En examinant ces différents pièges sémantiques et en essayant plusieurs autres solutions, nous en sommes venus à proposer un discours qui, dans notre travail, décrit les hommes comme des partenaires, notion qui, nous l'espérons, évoque des rôles plus équilibrés et admet que la santé des femmes en matière de reproduction, qu'on le veuille ou non, est influencée par leur partenaire (et vice versa). Nous avons élaboré les buts suivants pour décrire les rôles potentiels de l'homme en tant que partenaire dans la santé en matière de reproduction :

  • Leur connaissance des choix de leur partenaire en fait de santé en matière de reproduction, et leur appui à ces choix,

  • Leur connaissance des moyens de préserver la santé en matière de reproduction de leur partenaire et d'eux-mêmes, en particulier par la prévention des maladies sexuellement transmissibles, et leurs décisions à ce sujet, et

  • L'utilisation des méthodes masculines de contraception comme la vasectomie et les préservatifs, ou d'autres méthodes impliquant la participation directe, comme l'abstinence périodique et leur connaissance des rythmes de la fécondité.

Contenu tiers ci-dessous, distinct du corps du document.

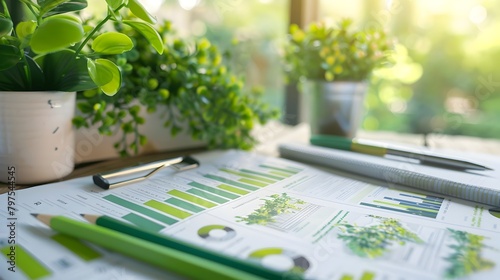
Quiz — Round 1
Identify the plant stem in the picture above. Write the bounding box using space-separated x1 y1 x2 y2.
75 4 125 57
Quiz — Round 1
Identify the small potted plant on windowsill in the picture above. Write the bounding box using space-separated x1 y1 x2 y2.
284 19 391 137
74 18 278 161
0 0 163 184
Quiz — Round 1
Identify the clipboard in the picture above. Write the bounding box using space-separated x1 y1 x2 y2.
92 156 200 190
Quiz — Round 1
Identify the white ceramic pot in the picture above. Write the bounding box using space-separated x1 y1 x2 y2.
0 91 76 184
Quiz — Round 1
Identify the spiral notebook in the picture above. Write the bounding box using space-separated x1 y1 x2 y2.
279 143 500 207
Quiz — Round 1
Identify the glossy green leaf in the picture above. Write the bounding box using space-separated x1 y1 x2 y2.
0 54 46 91
123 20 163 54
127 0 156 23
92 32 134 54
0 14 14 37
95 58 122 96
44 0 88 17
38 0 67 16
16 20 36 39
106 0 125 11
0 45 21 70
36 49 97 91
30 15 84 53
87 59 113 87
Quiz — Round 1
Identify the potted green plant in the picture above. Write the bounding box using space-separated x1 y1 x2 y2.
0 0 163 184
284 19 391 137
74 21 278 160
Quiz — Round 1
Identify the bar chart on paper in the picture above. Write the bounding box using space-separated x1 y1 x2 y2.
102 164 302 232
360 188 444 219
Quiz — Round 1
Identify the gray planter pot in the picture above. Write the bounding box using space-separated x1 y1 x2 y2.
302 81 367 138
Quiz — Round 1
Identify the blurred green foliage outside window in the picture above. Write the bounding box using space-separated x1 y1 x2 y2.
320 0 500 138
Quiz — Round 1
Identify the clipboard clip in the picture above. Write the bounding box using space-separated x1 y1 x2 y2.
92 156 200 190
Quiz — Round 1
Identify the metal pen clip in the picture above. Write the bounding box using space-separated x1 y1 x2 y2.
92 156 200 190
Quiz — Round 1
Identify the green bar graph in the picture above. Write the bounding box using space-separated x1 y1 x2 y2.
221 168 276 184
0 245 52 279
167 190 217 208
269 170 293 177
240 169 288 181
205 174 259 191
50 233 101 261
373 200 439 213
144 200 191 219
103 194 177 225
188 182 240 199
165 197 205 213
122 213 165 231
217 184 249 195
186 189 229 204
260 164 300 175
238 178 269 187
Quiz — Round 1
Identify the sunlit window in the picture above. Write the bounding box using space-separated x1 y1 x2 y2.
320 0 500 137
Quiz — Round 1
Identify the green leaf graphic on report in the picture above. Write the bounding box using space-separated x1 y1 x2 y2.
236 193 305 225
335 215 424 258
444 229 496 279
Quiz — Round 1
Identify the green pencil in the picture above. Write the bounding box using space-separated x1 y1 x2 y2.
31 214 263 279
81 214 294 280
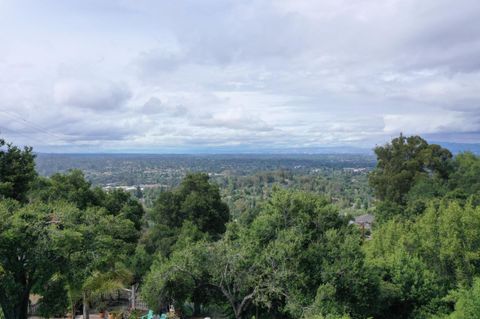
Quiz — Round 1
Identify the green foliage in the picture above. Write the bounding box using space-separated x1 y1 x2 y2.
0 139 37 202
367 201 480 318
142 174 229 256
150 174 229 238
143 189 377 318
448 278 480 319
0 201 70 319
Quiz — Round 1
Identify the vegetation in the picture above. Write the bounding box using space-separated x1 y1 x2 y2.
0 135 480 319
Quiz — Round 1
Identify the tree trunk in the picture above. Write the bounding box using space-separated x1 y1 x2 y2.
130 284 137 309
193 300 201 317
82 293 90 319
2 294 29 319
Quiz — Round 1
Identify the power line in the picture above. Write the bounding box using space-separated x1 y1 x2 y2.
0 110 64 141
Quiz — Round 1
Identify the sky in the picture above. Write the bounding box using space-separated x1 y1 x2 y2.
0 0 480 153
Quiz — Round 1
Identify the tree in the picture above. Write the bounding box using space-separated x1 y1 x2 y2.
151 173 229 238
0 200 72 319
142 173 229 256
369 134 452 219
0 139 37 202
448 278 480 319
144 189 377 319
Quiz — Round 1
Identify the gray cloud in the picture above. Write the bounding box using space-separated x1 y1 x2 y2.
0 0 480 150
53 80 131 111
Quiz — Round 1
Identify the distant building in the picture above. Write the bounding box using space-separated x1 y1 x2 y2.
353 214 375 230
350 214 375 239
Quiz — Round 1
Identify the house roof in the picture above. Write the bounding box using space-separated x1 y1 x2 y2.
355 214 375 224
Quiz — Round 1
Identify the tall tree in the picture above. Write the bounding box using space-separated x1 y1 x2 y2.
369 134 452 217
0 139 37 202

De plus, comme on donne aux mots utilisés pour dénoter la participation des hommes à la santé en matière de reproduction des sens très différents - en fonction de son propre sexe, de sa conception du monde et de son expérience - nous avons constaté que les discussions devraient commencer par une exploration des mots eux-mêmes et de leurs enjeux sémantiques. Si on risque de ne pas se mettre d'accord sur des définitions, des objectifs ou des moyens communs pour la participation des hommes à la santé en matière de reproduction, il faut comprendre ce que veulent dire les orateurs et ce qu'entendent les auditeurs.

De même qu'on a lutté pour obtenir la reconnaissance des rôles multiples, des besoins et des intérêts multiples des femmes dans leur vie reproductive, productive et sexuelle, nous pensons qu'il est important d'aborder ces questions s'agissant des hommes. Quand on discute de participation des hommes à la santé en matière de reproduction, il ne faut pas reculer sur la route déjà parcourue dans la défense de la santé des femmes en matière de reproduction : il faut cesser de classer les besoins les comportements des intéressés en fonction de leur sexe, et évacuer tous les stéréotypes des mots que nous utilisons et entendons. Le moment est venu de réfléchir surtout aux droits et aux besoins de l'individu. Celui-ci, qu'il soit femme ou homme, doit être le sujet, et non l'objet, des services fournis et des politiques suivies.